Wednesday, February 20, 2008

Democracy Unveiled

Another day, another set of movies. Today's crop included a short documentary by James Longley called Sari's Mother, as well as a one-hour feature by Danish film-maker Eva Mulvad about Afghanistan politician Malalai Joya, called Enemies of Happiness.

The Mulvad documentary is a fascinating watch - less for what it tells us about Joya, than for its depiction of a society coming to reluctant grips with democracy. Set almost entirely in the ten days leading up to the first parliamentary elections in Afghanistan in 2005, Enemies of Happiness chronicles the day to day life of Malalai Joya, a 28-year old woman fighting the election on a platform of women's rights and opposition to warlords, a stance that had her banished from the national assembly in 2003 (for violating 'common courtesy' - link leads to video clip of the incident) and that has made her the target of assassination attempts ever since. As the film unfolds, we see Joya struggling to cope with the pressures of the forthcoming election, balancing her role as a sort of impromptu village elder giving advice and support to those who come to her with their troubles, while struggling to get her message out there in a pre-election environment where she cannot move out of her office unless wearing a burqa and with a heavily armed escort in tow.

There is no doubt that Joya is an inspiring figure (you can read more about her here) but I can't help feeling that the film is a little too obviously on her side, it's viewpoint so heavily subjective that it's impossible to arrive at your own opinion of Joya, making one's approval of her an article of faith. Things are made even more problematic by the fact that the film provides little or no background information about the issues Joya is fighting for or the context she's fighting in, treating all that as something the viewer would know about (which I suppose one should, but frankly, I don't). Instead the film spends a lot of its time on the details of one particular problem - somewhat tangential, I would think, to Joya's main platform - the insistence of an 80 year old opium dealer on marrying a girl younger than his grandchild against her wishes. By itself, it's not an uninteresting story, but in the larger context of the film it feels like a distraction, and I found myself wishing the film had spent more time telling us about the 'warlords' that Joya is fighting against - who they are, what they're guilty of, etc.

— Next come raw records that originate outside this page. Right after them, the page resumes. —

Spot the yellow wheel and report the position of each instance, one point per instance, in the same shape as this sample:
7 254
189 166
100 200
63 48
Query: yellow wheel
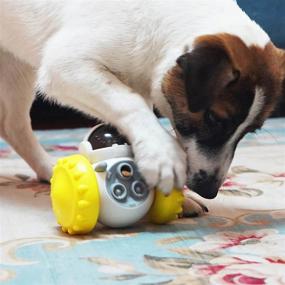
75 195
166 209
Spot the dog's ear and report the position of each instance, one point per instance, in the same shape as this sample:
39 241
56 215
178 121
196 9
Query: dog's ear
207 71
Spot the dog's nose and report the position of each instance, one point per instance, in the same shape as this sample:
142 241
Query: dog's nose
204 184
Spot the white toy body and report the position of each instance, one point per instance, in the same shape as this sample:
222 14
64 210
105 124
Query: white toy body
124 196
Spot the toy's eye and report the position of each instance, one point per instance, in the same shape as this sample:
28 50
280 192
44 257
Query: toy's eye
119 192
125 170
139 190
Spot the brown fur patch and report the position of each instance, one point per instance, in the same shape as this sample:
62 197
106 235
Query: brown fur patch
258 67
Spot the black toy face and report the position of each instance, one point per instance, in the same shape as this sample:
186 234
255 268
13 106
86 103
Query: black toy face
106 136
125 185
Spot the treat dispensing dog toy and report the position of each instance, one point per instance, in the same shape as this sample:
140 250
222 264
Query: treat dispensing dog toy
103 183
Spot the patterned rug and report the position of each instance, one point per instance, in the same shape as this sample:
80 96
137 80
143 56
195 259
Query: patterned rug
240 241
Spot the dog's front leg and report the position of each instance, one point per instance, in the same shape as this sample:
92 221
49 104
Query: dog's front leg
91 88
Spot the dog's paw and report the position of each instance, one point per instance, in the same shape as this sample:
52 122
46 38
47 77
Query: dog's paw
44 171
162 163
193 208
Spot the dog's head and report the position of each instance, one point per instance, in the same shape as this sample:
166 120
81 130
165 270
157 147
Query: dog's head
218 92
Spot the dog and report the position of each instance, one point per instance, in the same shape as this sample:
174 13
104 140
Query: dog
203 64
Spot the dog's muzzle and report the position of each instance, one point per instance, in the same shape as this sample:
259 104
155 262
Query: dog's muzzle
207 186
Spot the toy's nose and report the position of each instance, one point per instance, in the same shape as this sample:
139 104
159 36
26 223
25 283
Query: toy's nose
207 186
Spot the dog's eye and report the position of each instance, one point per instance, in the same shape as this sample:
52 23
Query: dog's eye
212 120
253 129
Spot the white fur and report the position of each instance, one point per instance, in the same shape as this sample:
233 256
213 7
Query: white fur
106 58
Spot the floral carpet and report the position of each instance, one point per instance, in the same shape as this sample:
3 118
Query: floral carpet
240 241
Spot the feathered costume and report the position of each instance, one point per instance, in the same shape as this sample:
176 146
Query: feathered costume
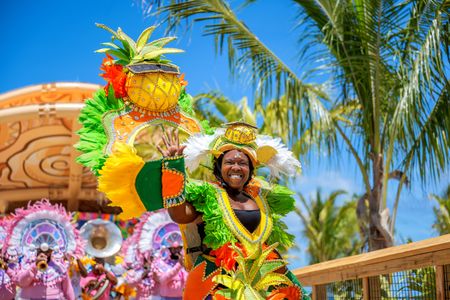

Where the film works, I think, is in documenting Afghanistan's first tentative steps towards democracy. Some of its most fascinating scenes are only peripherally about Joya - the UN briefing of the candidates standing for election ten days before polling, or the scenes at the polling stations as people figure out how this whole thing works. These scenes are both rueful and heartening, and their magic lies, fittingly enough, in the knowledge that, ultimately, democracy is about the people. To watch a 100 year old woman enact how she used to place mines to kill the Russians, and then hobble her way into a polling booth to cast her vote for Joya is to see, in miniature, what democracy should really be about, and to have hope that, no matter how much the democratic process is subverted by self-seeking warlords, some change will happen, even in a place as unpromising as Afghanistan.

By contrast, James Longley's Sari's Mother is an unsatisfying work. The story of a woman whose son (Sari) has been infected by HIV via blood transfusion and is now fighting to receive aid and compensation from the Iraqi government, Sari's Mother seems directionless and insipid, a mini-documentary hastily assembled from a section left out of Longley's Iraq in Fragments (which I blogged about here). Sari's plight is heart-breaking, of course, but while one feels sympathy for him and his family, it's hard to achieve any level of indignation. Sari's mother tells us how she's been fighting for four years to get support for her son, but in the film the footage of her encounter with the authorities (billed in the film description as "a Sisyphean journey to Baghdad, into the offices of government officials, devastated hospitals and through the country’s labyrinthine healthcare system") lasts all of two minutes, and, by the standards of your average government office back in India seems fairly responsive (though I can't help wondering how much of that is because she's accompanied by an American with a camera). Longley spends the rest of his time filming Sari and his family at home, and while the footage is beautiful in parts and certainly redolent with atmosphere, it really doesn't tell us very much about Sari's family or the world they live in. The one mention of the situation in Iraq beyond the family's immediate concerns seems artificially tacked on, so that the only real sense of being in Iraq you get from the film is by hearing the helicopters pass over the family's house.

One scene, however, stands out in my mind - a scene of Sari's siblings playing in the yard, pretending that they're fighters placing a bomb in the path of the foreigners, the childish glee in their voices as their little clay 'humvee' runs over the pebble 'mine' and blows up. So much for winning hearts and minds.